River systems strongly contribute to CO2 emissions. However, despite numerous reports on gas emissions from ice, the current understanding of CO2 exchange of rivers in winter and the factors affecting it is still relatively limited. To shed light on CO2 exchange and the factors influencing it for rivers during winter. Based on intensive field measurements using floating chambers, riverine CO2 exchange in middle reaches of Yellow River in China was examined. Our results showed net emissions of CO2 across the ice-free interface (51.874∼162.478 mg/m²·h). Compared with other rivers worldwide, the CO2 exchange is higher than most major rivers, such as the Lena and Kolyma Rivers. However, at the ice-covered river monitoring site, CO2 exchange across the water–air interface exhibited a net uptake, ranging from −36.336 to 0 mg/m²·h.
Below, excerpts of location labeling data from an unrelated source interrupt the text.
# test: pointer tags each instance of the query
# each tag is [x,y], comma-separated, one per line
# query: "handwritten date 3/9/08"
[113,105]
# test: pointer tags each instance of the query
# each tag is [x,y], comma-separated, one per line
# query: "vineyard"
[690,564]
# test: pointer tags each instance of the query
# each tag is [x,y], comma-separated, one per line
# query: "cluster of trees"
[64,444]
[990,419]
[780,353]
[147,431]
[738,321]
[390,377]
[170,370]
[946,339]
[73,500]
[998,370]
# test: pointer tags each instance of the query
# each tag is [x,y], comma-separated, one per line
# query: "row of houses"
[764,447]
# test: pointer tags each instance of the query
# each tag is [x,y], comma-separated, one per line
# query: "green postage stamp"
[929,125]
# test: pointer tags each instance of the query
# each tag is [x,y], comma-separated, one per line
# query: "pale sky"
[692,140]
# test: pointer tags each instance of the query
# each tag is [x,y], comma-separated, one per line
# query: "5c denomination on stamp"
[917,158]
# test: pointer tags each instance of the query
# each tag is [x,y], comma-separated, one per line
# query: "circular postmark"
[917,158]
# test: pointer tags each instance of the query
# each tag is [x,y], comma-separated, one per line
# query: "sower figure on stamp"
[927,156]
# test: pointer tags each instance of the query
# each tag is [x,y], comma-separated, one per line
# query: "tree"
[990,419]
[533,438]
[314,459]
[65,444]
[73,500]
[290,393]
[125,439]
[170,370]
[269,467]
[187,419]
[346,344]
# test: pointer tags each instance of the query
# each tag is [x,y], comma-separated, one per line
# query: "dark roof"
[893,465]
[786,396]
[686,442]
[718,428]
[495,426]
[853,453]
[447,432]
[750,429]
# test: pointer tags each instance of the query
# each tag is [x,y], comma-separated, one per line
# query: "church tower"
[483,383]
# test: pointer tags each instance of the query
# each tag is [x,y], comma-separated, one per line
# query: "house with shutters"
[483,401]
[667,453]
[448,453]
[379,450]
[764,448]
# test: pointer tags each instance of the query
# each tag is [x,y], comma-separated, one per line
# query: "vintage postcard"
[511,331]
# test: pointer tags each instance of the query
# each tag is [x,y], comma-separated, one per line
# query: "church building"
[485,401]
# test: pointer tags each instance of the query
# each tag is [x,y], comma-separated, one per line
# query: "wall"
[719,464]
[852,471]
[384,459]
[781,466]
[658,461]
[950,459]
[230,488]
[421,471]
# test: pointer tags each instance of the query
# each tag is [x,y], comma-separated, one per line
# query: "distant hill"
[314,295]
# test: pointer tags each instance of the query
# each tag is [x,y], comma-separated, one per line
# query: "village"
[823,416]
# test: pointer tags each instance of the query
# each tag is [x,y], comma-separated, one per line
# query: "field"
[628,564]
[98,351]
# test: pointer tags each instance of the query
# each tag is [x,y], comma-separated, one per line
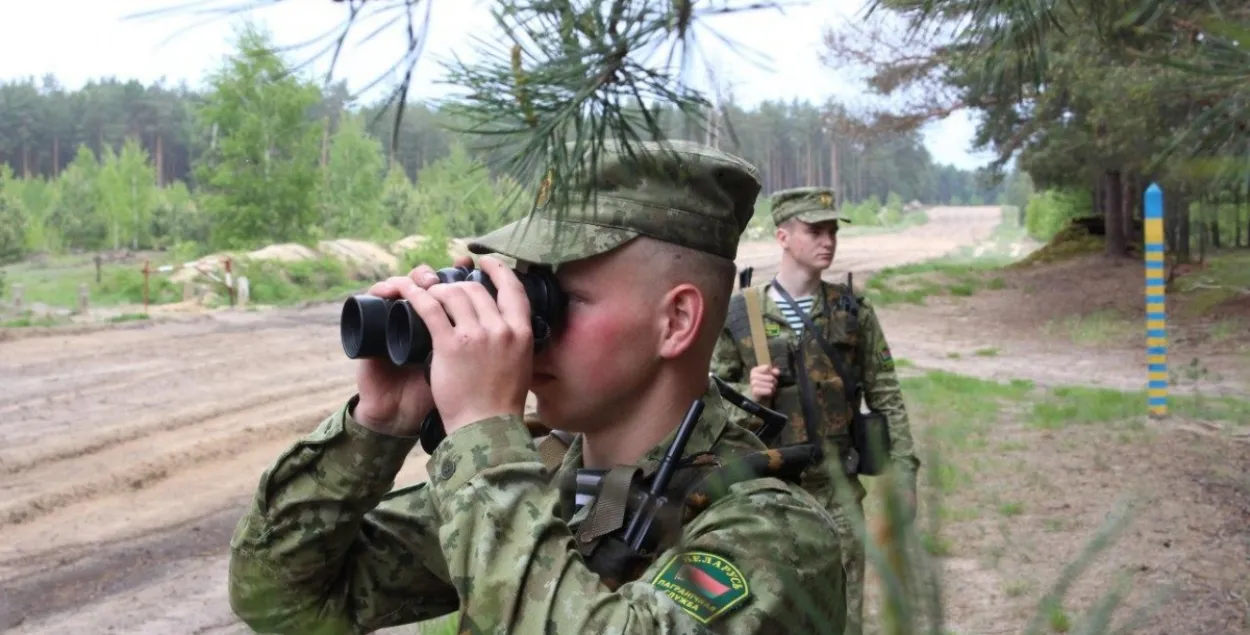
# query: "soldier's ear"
[681,316]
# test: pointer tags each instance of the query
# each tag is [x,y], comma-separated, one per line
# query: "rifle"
[773,421]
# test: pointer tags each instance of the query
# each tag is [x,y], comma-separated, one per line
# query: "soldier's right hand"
[764,381]
[395,400]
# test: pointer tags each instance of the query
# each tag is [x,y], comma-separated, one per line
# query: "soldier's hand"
[483,346]
[764,381]
[395,400]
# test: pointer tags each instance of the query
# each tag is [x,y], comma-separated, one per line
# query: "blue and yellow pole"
[1156,314]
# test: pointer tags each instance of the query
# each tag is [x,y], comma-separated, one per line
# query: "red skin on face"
[605,354]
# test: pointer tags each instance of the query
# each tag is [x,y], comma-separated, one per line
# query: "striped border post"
[1156,314]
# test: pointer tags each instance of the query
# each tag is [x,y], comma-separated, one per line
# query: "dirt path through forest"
[128,454]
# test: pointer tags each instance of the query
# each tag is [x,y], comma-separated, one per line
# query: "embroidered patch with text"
[704,585]
[886,359]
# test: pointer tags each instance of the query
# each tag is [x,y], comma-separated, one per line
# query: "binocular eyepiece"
[373,326]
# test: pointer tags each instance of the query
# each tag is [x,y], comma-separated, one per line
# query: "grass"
[960,274]
[978,479]
[56,281]
[1225,276]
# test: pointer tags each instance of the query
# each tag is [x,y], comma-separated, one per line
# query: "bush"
[1048,213]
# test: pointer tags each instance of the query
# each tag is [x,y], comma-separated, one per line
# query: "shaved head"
[669,265]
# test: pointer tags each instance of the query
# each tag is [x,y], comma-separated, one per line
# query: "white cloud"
[79,40]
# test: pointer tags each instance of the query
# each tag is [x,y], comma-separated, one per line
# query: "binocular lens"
[373,326]
[363,326]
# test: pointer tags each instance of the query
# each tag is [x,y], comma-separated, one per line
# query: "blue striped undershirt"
[793,318]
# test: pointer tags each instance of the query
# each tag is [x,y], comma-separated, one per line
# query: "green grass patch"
[56,280]
[300,281]
[961,274]
[1225,278]
[1078,405]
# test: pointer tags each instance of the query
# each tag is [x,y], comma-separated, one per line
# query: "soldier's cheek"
[601,346]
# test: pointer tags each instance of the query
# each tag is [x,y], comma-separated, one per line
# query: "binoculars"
[374,328]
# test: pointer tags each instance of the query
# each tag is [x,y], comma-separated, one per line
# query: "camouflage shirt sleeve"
[320,551]
[884,394]
[513,559]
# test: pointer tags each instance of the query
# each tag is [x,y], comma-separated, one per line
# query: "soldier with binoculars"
[610,320]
Furthermore, the relationships between CO2 exchange and relevant physicochemical variables showed that CO2 emissions negatively correlated with pH and ice thickness and positively correlated with water velocity, wind speed, water temperature, atmospheric temperature, ammonia nitrogen levels, and total phosphorous content. This study is scientifically valuable as the findings provide insight into the CO2 exchange pattern that occurs at the water–air interface of rivers during winter both ice-covered and ice-free sites.